Even now, in September, we could be planting a few things here in Maine. The garden isn't done, and if we have the ability to protect the plants we can increase our options even more.

I thought this was a pretty good article that lists a few things, even, we Maine gardeners, could be planting right now to harvest in October.

I guess, the lesson for me, a novice and "Adult Onset Gardener", is that the season isn't, necessarily, neatly ordered and chronological. All of it can be happening all at once. It's a delicious lesson.

Tuesday, September 2, 2014

Dinner Prep Chatter

Big Little Sister is making dinner tonight. Her specialty is Dragon's Breath Pizza, which she makes, totally, from scratch, including the crust. It includes hot peppers as one of the ingredients*.

I'm sitting in my office, tapping away at some transcription I'm doing, and I hear from the kitchen, "Can you get me a hot pepper?"

Little Fire Faery goes out in the yard to the container that has Hungarian peppers and harvests one for her.

Can I just say how much I LOVE having a garden?

*She's making a gluten-free entrée with some corn pasta, local vegetables and left over steak for Deus Ex Machina and me, because we don't do pizza crust. She's a pretty talented chef. Maybe she's started on a career path ... ;).

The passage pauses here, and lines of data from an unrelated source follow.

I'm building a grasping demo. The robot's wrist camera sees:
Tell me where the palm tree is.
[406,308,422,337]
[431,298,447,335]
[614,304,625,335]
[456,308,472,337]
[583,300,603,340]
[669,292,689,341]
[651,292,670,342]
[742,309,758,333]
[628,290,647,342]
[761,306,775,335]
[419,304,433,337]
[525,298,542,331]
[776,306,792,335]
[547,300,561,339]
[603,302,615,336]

Security versus Resiliency.

I'm working on my wrap-up for August's Eat Local Challenge, but ... you know ... stuff.

Anyway, I didn't want to leave everyone hanging (like I've been doing too much of, lately), and so I thought, instead of a real post, I'd post a couple of links.

I think, when we look back on these times, the word we will use to describe this time period will be "resiliency." We all seem to be striving for just that, and today, I read a really great article by Nick, husband of the amazingly talented and wicked smaht, Erica from Northwest Edible Life. It's about having Income Resilience, which he calls an Income Quilt, using the phrase coined by my friend, Lisa Kivrist.

It's a great article.

I also wanted to link to an old article I wrote about resiliency. The focus of my article is on the kind of resiliency that comes from making one's living arrangement more self-sufficient (i.e. growing one's own food, collecting rainwater, having a secure shelter).

Nick and Erica are producing a great deal of their own food, as well, and when I spoke with Erica last week for an upcoming podcast, she said that having their food stores has been essential for their peace of mind as they transition to this more resilient, but less "secure" lifestyle.

Of course, the idea that being employed by someone else makes us more secure than the kind of entrepreneurial (and resilient) lifestyle that Nick and Erica have really is an illusion, isn't it?